The Statutory Committee has granted an application for restoration to the register by a man whose name had been removed for theft.

When it met on 22 July 2003 the committee heard an application for restoration to the register from Vijay Kumar Bansal, of 22 Mansfield Drive, Hayes, Middlesex.

Geoff Hudson, of Penningtons (solicitors) presented the facts of the case to the committee. Mr Bansal attended the hearing and was represented by David Reissner, of Charles Russell (solicitors).

The committee heard that Mr Bansal had been removed from the register in February 2001 following a conviction for theft.

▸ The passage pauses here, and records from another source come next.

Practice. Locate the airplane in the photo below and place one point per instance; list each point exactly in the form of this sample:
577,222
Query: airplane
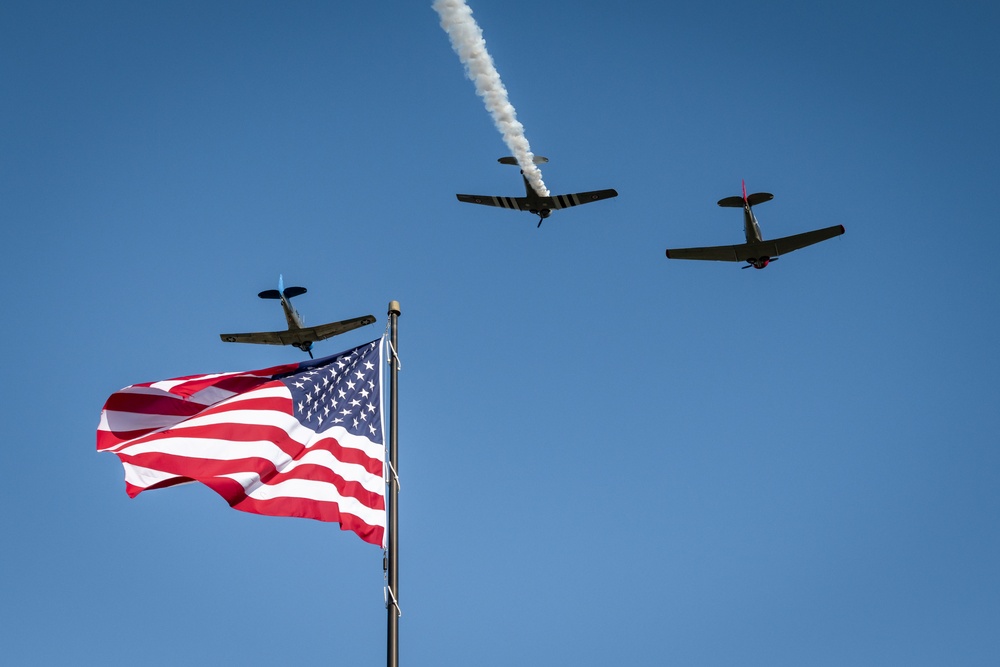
534,202
757,252
297,333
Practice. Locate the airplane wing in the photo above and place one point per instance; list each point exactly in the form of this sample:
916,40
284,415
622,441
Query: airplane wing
745,251
552,203
298,336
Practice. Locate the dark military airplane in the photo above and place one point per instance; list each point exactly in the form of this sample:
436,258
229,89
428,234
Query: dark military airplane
533,202
297,334
757,252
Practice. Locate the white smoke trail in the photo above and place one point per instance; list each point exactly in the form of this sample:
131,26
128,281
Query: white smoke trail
468,42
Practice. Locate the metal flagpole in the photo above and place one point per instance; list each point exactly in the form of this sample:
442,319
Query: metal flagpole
392,561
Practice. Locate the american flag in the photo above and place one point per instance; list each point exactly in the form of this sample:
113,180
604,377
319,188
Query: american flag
294,440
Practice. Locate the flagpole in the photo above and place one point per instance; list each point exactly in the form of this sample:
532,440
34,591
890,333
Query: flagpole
392,562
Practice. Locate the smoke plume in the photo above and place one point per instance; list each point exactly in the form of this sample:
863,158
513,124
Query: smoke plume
468,42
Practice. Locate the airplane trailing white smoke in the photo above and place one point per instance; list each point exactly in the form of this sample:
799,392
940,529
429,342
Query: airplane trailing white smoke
467,40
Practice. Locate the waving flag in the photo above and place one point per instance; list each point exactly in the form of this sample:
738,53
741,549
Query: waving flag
300,440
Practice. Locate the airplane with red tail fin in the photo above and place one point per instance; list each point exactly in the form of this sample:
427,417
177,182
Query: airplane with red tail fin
757,252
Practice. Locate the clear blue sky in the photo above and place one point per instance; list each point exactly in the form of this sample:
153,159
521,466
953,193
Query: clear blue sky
606,457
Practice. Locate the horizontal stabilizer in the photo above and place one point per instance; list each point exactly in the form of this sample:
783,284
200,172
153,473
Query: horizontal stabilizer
753,200
538,159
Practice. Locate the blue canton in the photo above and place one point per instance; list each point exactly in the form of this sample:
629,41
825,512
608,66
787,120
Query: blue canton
341,390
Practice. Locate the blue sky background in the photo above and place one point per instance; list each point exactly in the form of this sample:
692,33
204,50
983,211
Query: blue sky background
606,457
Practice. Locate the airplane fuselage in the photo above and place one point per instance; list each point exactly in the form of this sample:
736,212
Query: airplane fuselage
750,227
294,322
291,315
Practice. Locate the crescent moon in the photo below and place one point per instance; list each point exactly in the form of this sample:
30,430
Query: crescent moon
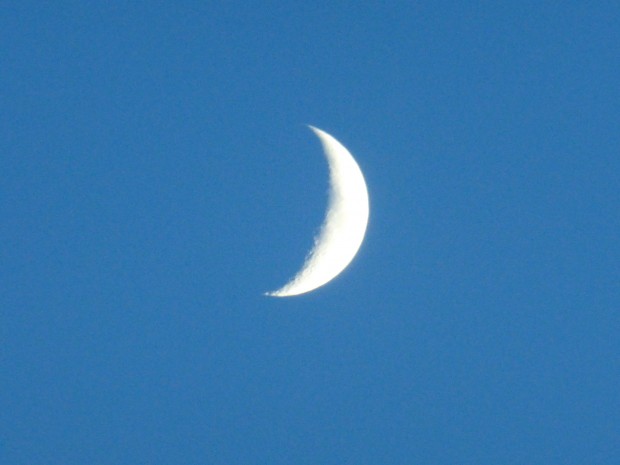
344,228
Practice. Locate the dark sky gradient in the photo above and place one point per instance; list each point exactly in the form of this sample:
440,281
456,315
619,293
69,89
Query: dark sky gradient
156,177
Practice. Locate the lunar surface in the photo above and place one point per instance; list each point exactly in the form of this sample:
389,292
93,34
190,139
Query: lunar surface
343,230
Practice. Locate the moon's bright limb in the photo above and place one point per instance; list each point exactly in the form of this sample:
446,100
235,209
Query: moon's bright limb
343,230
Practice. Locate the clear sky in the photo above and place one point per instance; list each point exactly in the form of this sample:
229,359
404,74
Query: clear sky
157,176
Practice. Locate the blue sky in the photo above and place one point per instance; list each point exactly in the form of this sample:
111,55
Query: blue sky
157,177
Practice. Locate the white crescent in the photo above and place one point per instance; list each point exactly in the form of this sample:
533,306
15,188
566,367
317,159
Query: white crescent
343,230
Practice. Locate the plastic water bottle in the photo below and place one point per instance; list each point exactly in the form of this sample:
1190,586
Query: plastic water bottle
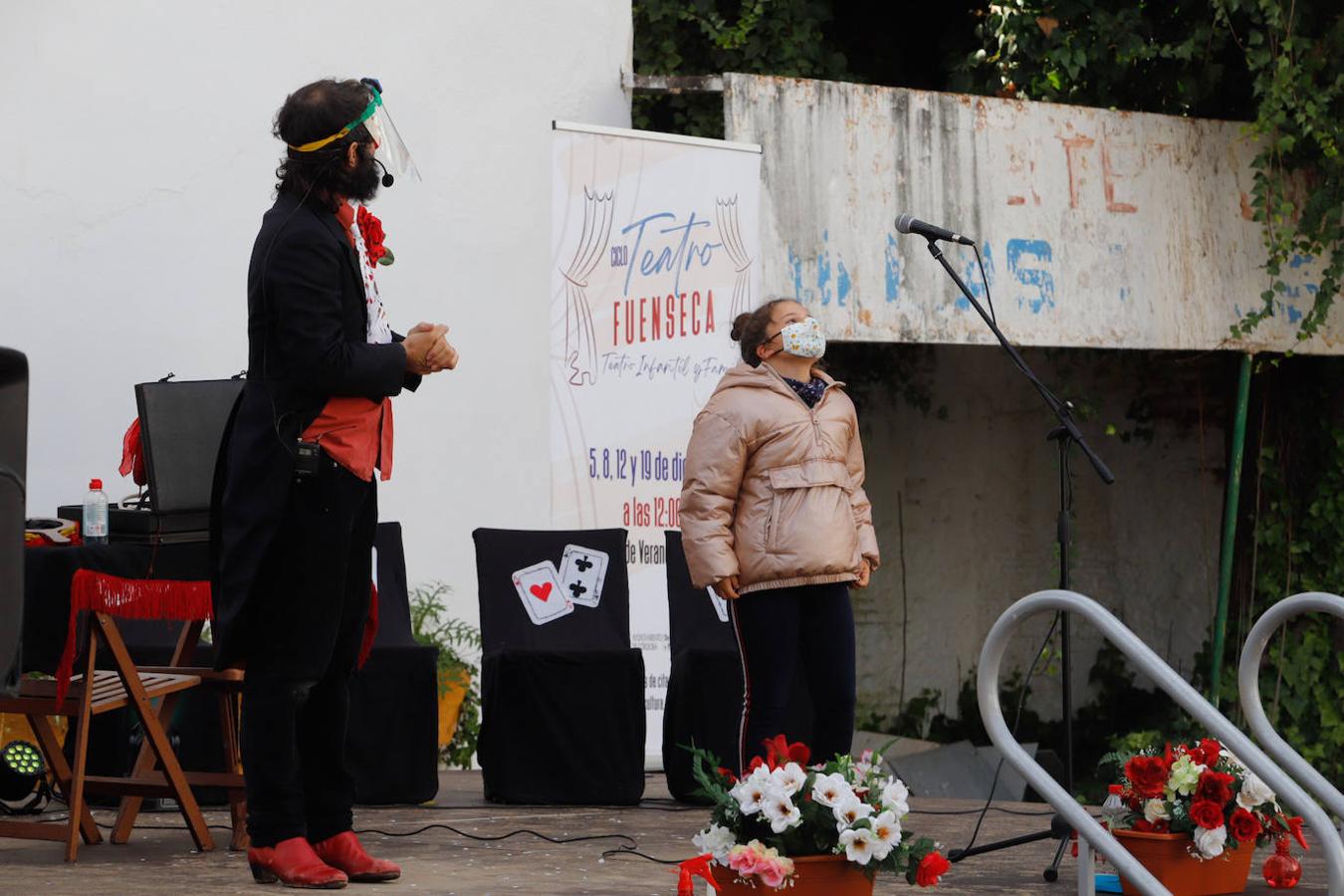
96,515
1113,808
1112,811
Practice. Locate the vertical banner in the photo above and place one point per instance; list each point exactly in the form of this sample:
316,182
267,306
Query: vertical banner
655,250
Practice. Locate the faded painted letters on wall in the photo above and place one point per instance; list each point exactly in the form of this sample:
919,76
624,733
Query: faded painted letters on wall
1097,229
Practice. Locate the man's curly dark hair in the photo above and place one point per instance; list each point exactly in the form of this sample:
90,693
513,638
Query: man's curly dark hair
311,113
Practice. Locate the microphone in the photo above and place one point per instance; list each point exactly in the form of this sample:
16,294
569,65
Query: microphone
907,225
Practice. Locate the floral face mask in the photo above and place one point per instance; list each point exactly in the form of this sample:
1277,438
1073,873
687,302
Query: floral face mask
803,338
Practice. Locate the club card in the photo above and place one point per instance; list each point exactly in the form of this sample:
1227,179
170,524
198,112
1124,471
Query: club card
582,573
721,606
540,590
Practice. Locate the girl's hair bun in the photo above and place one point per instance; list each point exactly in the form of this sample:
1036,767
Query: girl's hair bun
740,326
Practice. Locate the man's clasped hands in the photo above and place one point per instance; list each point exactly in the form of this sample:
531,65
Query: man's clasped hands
427,349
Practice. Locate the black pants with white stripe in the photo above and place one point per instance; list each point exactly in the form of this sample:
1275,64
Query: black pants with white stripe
793,638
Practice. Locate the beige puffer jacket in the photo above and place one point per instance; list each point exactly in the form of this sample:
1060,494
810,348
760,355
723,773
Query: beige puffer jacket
773,489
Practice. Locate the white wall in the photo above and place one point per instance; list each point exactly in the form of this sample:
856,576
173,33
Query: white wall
138,165
971,492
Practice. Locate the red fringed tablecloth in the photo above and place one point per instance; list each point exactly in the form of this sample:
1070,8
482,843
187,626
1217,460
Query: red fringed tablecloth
129,599
154,599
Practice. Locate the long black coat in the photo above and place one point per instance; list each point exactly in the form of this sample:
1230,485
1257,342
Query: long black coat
306,344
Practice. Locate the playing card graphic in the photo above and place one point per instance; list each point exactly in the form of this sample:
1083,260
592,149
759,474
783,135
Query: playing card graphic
721,606
540,590
582,572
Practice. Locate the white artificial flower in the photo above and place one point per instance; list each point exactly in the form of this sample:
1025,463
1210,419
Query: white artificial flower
752,794
789,778
717,841
1185,777
1254,792
857,845
895,796
886,829
830,790
780,811
1210,842
848,811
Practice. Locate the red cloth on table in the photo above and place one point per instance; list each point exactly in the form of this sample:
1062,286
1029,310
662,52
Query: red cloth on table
129,599
154,599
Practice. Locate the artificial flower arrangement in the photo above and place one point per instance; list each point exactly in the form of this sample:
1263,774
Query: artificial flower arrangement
785,808
1205,791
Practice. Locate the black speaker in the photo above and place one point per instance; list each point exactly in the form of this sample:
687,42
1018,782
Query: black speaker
14,464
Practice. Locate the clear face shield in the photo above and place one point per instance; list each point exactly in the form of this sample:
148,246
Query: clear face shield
390,149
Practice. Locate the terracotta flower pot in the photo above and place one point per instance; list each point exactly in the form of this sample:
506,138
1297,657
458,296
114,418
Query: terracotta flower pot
1167,857
452,691
813,876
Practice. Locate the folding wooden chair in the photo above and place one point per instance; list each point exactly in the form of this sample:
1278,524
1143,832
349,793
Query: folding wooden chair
89,695
227,687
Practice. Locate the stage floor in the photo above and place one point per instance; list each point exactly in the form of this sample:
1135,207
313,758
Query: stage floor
441,861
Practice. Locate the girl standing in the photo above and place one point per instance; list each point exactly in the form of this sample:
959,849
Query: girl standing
776,520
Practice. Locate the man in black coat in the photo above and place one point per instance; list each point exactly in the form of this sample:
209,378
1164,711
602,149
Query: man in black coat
293,519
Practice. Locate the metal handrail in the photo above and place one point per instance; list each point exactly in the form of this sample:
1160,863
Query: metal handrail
1166,677
1247,680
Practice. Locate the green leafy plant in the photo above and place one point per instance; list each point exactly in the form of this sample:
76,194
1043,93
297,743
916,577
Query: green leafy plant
696,38
1298,534
459,649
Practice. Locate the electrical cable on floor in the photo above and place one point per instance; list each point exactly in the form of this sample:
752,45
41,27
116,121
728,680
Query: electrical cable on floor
638,854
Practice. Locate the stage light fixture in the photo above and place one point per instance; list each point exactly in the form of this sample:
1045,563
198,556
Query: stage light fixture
22,770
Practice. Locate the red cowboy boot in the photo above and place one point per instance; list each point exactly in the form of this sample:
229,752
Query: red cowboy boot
344,852
295,864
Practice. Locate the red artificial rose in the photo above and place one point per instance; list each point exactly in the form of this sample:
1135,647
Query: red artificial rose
782,753
932,866
1207,814
371,230
1244,826
1214,786
1148,776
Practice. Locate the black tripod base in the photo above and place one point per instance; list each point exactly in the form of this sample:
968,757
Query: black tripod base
1059,829
1051,873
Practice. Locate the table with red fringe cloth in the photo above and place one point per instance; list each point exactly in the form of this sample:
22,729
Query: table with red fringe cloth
130,581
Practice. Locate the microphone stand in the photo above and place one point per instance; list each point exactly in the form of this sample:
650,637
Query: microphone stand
1066,435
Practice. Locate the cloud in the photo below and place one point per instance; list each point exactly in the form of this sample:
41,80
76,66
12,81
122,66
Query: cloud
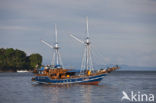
122,31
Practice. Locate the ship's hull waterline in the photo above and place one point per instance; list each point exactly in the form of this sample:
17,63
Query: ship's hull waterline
89,80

Giving the committee’s decision, the chairman (Lord Fraser of Carmyllie, QC), said the case was in many respects a tragic one. Mr Bansal had begun his career in the most dramatic and emphatic of fashions. He was talented at university, having secured a first-class degree and a prize as student of the year. Regrettably, some time later he was involved in a serious breach of trust vested in him by his employers, resulting in the removal of his name; the consequences for him subsequently had been very serious indeed.

The chairman said that the committee had considered the references put forward on Mr Bansal’s behalf and, most particularly, that of his present employer, who said specifically that he regarded Mr Bansal as trustworthy. The community service officer was also comparably complimentary about him.

The committee directed that Mr Bansal’s name should be restored to the register.